A student in the row ahead of Cavalli raised his hand. “What about making little changes?”
“Little changes are fine. We make little changes all the time. Most of them are things like making long-term investments, buying up art treasures for safekeeping, keeping species from going extinct, that kind of thing. You’re going to learn all about gauging the effect of changes, avoiding heterodynes and chaotic points, and when it’s okay to step on butterflies.”
Cavalli was listening, but in the margin of his notebook he was doodling airships.
The timegate stage was dark and the control room was empty, just as he’d left it. The Coke can was still on the console. Was it maybe a little further to the left than he remembered? He stepped off the stage and took a drink. Still tasted the same. It would take a pretty big timeshift to change the flavor of Coca-Cola.
Cavalli locked the door behind him with his purloined master key—the Time Center used mechanical locks because they were a bit more resistant to minor time-shifts—and headed for the library. He found a book about zeppelins he didn’t remember and skimmed the pages. Hindenburg served safely until 1939; scrapped when World War Two broke out. No postwar zeppelins. The usual “return of the airship” speculations.

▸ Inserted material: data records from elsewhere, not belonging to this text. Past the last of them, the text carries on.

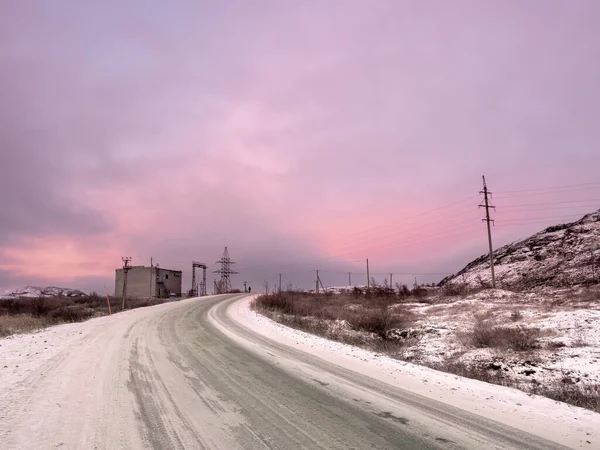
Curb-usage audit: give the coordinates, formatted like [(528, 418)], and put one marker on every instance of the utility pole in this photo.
[(151, 266), (593, 248), (317, 281), (126, 260), (487, 219)]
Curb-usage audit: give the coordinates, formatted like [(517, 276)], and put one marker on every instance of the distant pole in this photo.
[(317, 281), (151, 265), (487, 219), (107, 300), (126, 260), (593, 264)]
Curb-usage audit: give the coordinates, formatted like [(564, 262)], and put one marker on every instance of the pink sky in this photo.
[(303, 135)]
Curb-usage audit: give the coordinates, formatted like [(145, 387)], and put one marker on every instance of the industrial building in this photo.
[(145, 282)]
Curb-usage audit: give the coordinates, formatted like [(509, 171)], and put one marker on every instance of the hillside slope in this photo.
[(561, 255)]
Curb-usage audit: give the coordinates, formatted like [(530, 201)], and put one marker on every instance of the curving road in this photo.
[(185, 375)]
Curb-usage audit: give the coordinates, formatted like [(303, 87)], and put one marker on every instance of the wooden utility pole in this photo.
[(126, 260), (107, 300), (487, 219), (317, 281)]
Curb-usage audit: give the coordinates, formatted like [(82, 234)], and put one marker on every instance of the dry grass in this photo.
[(21, 323), (374, 315), (583, 395), (362, 321), (29, 314), (518, 338)]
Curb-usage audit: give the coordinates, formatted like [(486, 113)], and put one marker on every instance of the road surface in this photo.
[(186, 376)]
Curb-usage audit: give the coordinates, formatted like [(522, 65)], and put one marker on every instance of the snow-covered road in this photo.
[(209, 373)]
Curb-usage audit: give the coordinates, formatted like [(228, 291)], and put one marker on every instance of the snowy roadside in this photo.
[(568, 425)]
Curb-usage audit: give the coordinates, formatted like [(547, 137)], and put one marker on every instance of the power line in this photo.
[(596, 183), (551, 203), (487, 219)]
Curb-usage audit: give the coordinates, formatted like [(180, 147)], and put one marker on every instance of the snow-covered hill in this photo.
[(561, 255), (35, 292)]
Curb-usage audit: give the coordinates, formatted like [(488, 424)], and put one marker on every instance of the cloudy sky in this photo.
[(302, 135)]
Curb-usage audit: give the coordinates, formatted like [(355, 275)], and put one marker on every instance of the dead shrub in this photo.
[(516, 315), (454, 289), (509, 338), (474, 371), (70, 314), (20, 323)]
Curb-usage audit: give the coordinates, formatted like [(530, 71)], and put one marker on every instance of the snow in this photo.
[(557, 421), (560, 255)]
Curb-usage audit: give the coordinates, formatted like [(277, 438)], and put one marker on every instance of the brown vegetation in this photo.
[(317, 313), (29, 314), (518, 338)]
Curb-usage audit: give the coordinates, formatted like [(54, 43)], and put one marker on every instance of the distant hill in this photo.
[(35, 292), (558, 256)]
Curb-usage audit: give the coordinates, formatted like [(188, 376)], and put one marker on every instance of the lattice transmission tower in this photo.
[(226, 272)]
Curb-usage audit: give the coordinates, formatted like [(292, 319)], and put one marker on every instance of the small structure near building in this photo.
[(149, 282)]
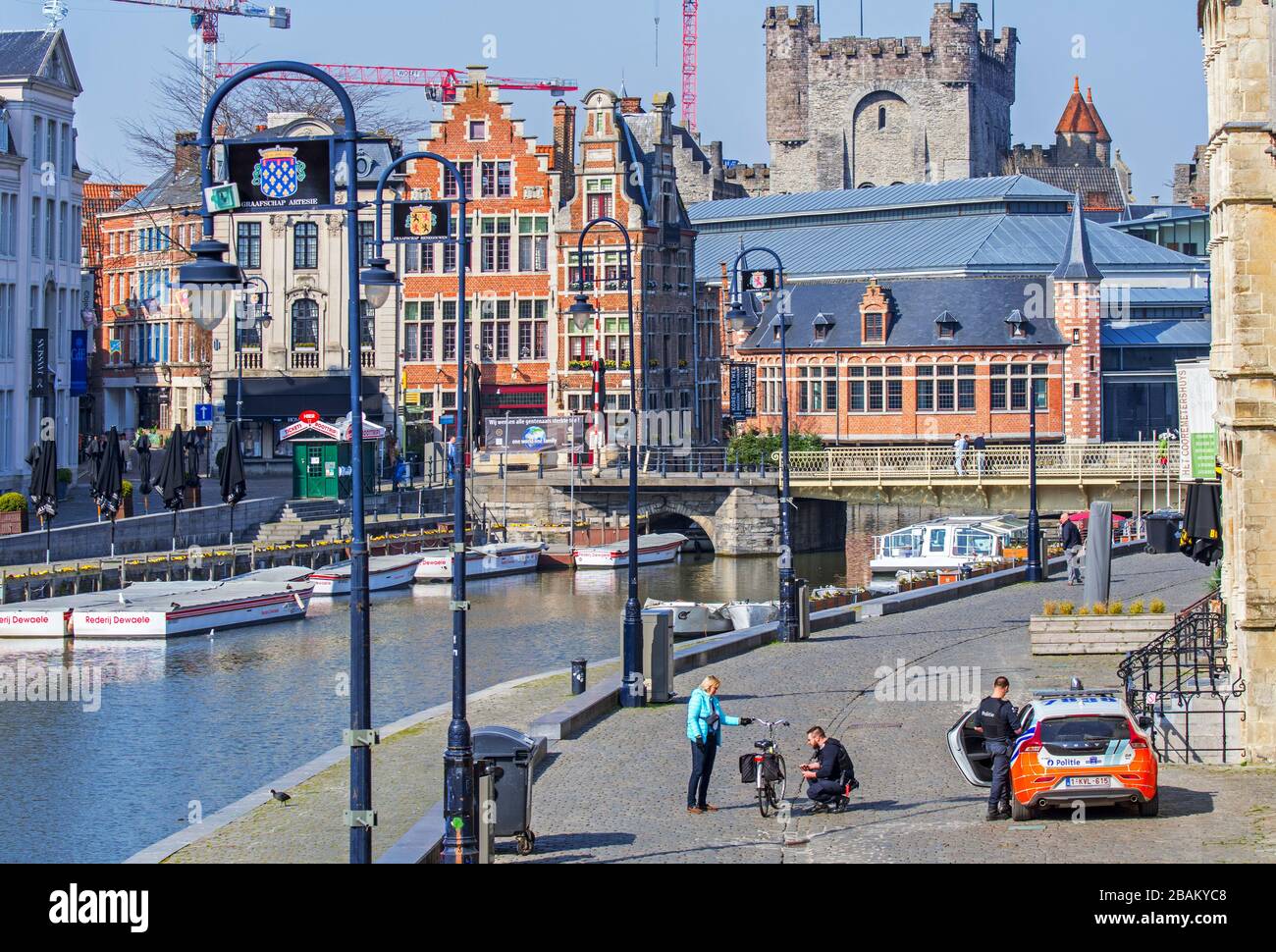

Damn. It hadn’t worked. He had hoped erasing the vivid image of the Hindenburg fire would have been enough to keep passenger airships alive, but the war still marked the end of their era.
“So why don’t we stop things like the Holocaust or the firebombing of Dresden?” It was a relatively quiet dorm room party with half a dozen trainees blowing off steam after the first written exam. Cavalli didn’t see who asked the question, but he sounded drunk.
Anna Kyle, the third-year trainee, answered. “Too big. The models predict major shifts in the 21st Century if there’s no Holocaust. You lose the Cold War and the whole Jihad era. We just stay away from World War Two if we can help it. Rescue a few things from museums before they get flattened, take some videos for historians, that’s all.”